14\. housing affordability doesnt come from selling high density concept, but
with more rental units. freeing up pay checks for other kinds of investments
that isnt real estate. it is a beast that eats itself when escalating property
values create more scarcity and more inequalities leading to more
unaffordablity and bigger mortgages..causing overcrowding. everyone rejoices
when speculative real estate sector heats up...not realising that it is
contributing to the never ending hunger of a beast that eats itself.

for houses to be affordable, the speculative aspect should be tempered. the
appreciation should be steady and even paced. when the real estate value are
agitated, it is not dissimilar to wall street trading floors. it is absolutely
chaotic and it is simply making life unbearable for everyone in the bay area.
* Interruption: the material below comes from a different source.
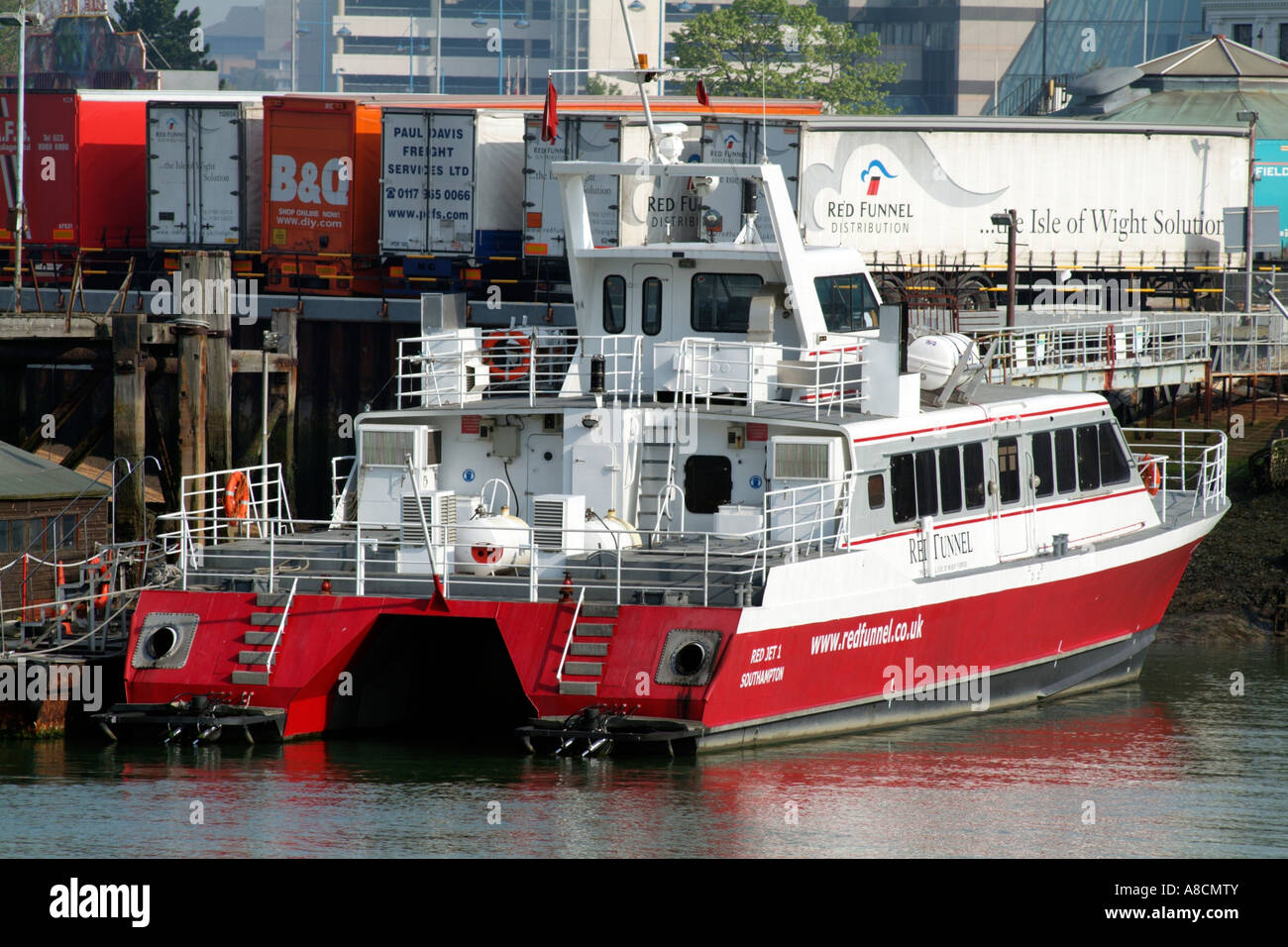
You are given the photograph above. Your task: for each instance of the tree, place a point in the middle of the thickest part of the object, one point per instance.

15\. traffic: need for public transport and 3 or 4 day work week. i should
probably be repeating this.

16\. cities ought to have local management and not under regional control. bay
area has a lot of student population and immigrants. many of them dont vote or
are a population that is very mobile. for this, we need a new kind of voting
system for people to be able vote on things that is relevant to them.
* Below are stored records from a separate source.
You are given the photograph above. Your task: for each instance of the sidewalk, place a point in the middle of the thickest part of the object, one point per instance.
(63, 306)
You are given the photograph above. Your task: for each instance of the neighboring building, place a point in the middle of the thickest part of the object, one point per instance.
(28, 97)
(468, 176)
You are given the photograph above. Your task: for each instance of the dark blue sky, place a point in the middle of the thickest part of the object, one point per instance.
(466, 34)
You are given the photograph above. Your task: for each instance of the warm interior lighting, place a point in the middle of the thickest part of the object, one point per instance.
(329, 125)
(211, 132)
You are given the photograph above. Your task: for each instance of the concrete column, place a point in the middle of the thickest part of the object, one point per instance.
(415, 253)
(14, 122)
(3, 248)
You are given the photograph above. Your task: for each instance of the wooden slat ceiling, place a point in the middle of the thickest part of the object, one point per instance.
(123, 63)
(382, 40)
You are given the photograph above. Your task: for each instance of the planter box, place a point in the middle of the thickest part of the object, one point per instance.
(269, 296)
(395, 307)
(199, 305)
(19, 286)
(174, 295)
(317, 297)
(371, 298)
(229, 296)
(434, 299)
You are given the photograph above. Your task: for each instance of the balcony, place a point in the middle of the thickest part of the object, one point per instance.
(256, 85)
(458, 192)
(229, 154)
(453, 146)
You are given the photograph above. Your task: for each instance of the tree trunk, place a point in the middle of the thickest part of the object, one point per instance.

for example, residents have a vote, but property owners who are residents
should have a decision vote that is weighted more. investors and commercial
property owners have a different kind of vote. this means that every local
decision should be based on referendums and not elections every four years.

17\. elected officials ..esp at city level should be handsomely compensated
and bonuses awarded if they met stated goals. they work for the people and not
for the govt.

lately i realised that my city's council members are elected not to represent
us to sacramento/california govt, but are elected by us to represent
ca/sacramento and be bearers of tax bills.
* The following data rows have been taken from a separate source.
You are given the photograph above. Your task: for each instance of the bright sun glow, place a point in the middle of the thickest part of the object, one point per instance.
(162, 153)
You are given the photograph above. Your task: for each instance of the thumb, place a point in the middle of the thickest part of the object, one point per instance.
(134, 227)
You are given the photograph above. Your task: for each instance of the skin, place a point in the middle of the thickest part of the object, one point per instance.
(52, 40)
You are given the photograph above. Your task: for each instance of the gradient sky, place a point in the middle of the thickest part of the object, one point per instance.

local elected members shouldnt be allowed to proceed to higher offices unless
the city they served gives them a vote of confidence.

18\. every resident gets a unique ID that identifies their position. do they
have kids in school..are they retired..are they home owners..are they
businessmen. parents should have a higher weighted vote when it comes to
school district elections. home owners should have a higher weighted vote when
it comes to allocation and distribution of property taxes. renters have a vote
too, but only weighted for matters that affect them. every city is different
and has different needs.

i often think of how blockchain is used for traceability in ag and food
system. it shouldnt be far fetched to put elections on the block chain. i have
to think about this. i am not sure how it can be done, but it should be
possible.

we should find a happy compromise.. california's bloated big government is
going to smother us all. we have an opportunity now...as it had never been
before..to be able to redesign and remake our world. we also can fix mistakes
and change directions and pivot re humanity's goals. we can be better. right
now, we are all just human apes trapped in a little enclosure we call the
silicon valley fighting for the same resources. and we are crapping all over
the place..making our environment worse for future generations.

first things first...the pressure valve ought to blow some steam if we tackle
the intense 5 day workweek rat race. thats from the working man/woman side. we
have allowed work and jobs define so many of us that we dont even see older
people as part of our community. the same people who are in the fore front of
protest rallies for undocumented immigrants and despair about the number of
homeless people in the bay area dont consider for a minute that handing over
control and power to the govt to keep on taxing us is a way to displace
retired people. a community should have seniors, students, families for
diversity and also for even distribution of resourves. if all the homes in a
town are young families with school going children, the school system gets
over crowded. if everyone is retired, then the town becomes a retirement
community. if its just a university town, there would be noone contributing to
the coffers for the running of the country. why do we demand diversity
everywhere except when it comes to age? from the citizens side, there has to
be a way to have more local control over our towns and cities without handing
over all control to regional governing bodies at county/state/central level.
the govt is only interested in higher tax receipts and it behooves them to
increase cost of living to be able to keep sending the taxman. at some point,
we will all end up working for the care and feeding of the govt.

what do most of us want at the end of the day? we want a good quality of life
here in the bay area with a satisfied and prosperous working populace. we want
a better cleaner sustainable california. we want a govt that works FOR us and
not the other way around. it starts with local government by the people and
not regional government by tax collectors.